The following summary of Farm Doc Daily’s May 21 article offers interesting insight into the world corn market as well as supply and demand fluctuations that will impact price.
An increase in export demand for corn is certainly one of the most realistic means to increase demand and have a positive impact on farm prices, which are now well below the cost of production.
For a background on the following summary points, read the full article here.
U.S. consumption of corn other than via ethanol has grown by little since the late 1990s. A key strategic question emerges for the U.S. corn sector: Is it time to diversify its strategy for future growth in demand?
If growth in U.S. consumption of corn more closely resembles the growth of non-ethanol consumption from 1996-2000 through 2010-2014, then U.S. acres of corn may need to decline since the increase in consumption can be met by the annual increase in U.S. corn yields. Such a situation could put sustained downward pressure on U.S. corn prices and bears watching.

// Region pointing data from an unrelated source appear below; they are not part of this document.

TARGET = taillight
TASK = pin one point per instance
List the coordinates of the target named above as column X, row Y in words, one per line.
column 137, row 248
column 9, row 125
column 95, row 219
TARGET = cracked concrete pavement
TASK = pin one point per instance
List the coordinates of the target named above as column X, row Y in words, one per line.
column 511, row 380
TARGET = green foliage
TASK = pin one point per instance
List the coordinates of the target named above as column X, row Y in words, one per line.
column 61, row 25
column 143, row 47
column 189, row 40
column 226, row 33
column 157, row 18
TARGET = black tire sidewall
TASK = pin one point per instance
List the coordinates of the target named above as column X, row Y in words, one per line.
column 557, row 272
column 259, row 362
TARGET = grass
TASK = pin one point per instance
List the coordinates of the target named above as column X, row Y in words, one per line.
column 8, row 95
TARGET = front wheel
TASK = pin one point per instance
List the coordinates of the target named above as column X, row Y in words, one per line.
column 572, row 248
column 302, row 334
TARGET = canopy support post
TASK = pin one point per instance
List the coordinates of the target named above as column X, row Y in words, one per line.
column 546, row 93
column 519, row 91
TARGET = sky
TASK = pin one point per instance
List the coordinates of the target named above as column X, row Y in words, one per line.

Response of U.S. consumption to lower prices will depend on what acres of corn does in the rest of the world since this directly impacts U.S. exports of corn. China appears to be committed at present to increasing acres planted to corn to try to minimize the loss of domestic food security in its feed grain market. The large role played by yield in the recent increase in production in Argentina and, especially, Brazil suggests these South American countries have improved their competitive advantage relative to the U.S., making them even more of an export competitor, everything else assumed the same. If this assessment is correct, it would mean that the recent period of farm prosperity produced a result similar to that of the 1970 period of prosperity, except that the crop involved is corn now vs. soybeans in the 1970s. The previous discussion in this bullet suggests a critical question confronting the U.S. corn market specifically and the price of corn more broadly is how does corn acreage in Russia and the Ukraine change relative to the U.S.?
It is useful to put the strategic perspective of this article into the context of USDA's early forecast for the U.S.'s 2015-2016 crop year relative to the 2014-2015 crop year contained in the recent May 2015 World Agricultural Supply and Demand Estimates Report. USDA forecasts a 138 million bushel increase in total U.S. corn disappearance. Such an estimate is approximately half way between the two increases in U.S. consumption discussed above. The increase comes from an increase in exports and domestic feed and residual use. USDA forecasts a 1.4 million acre decline in harvested acres and projects a 4.2 bushel decline in harvested yield. The cumulative net impact is a 100 million decline in ending stocks. The projections with regard to consumption are clearly not unreasonable, especially given the decline that has occurred in corn prices over the last couple of years. While clearly weather and acreage decisions will have a big impact as the crop year progresses, the strategic environment discussed above will also exert its influence. As with any analysis, the strategic assessment above is uncertain. Monitoring its evolution over the next two or so years, especially in regard to U.S. consumption and corn acreage around the world, will be critical to understanding the future of corn prices and the role that U.S. corn will play in the world corn market in the coming years.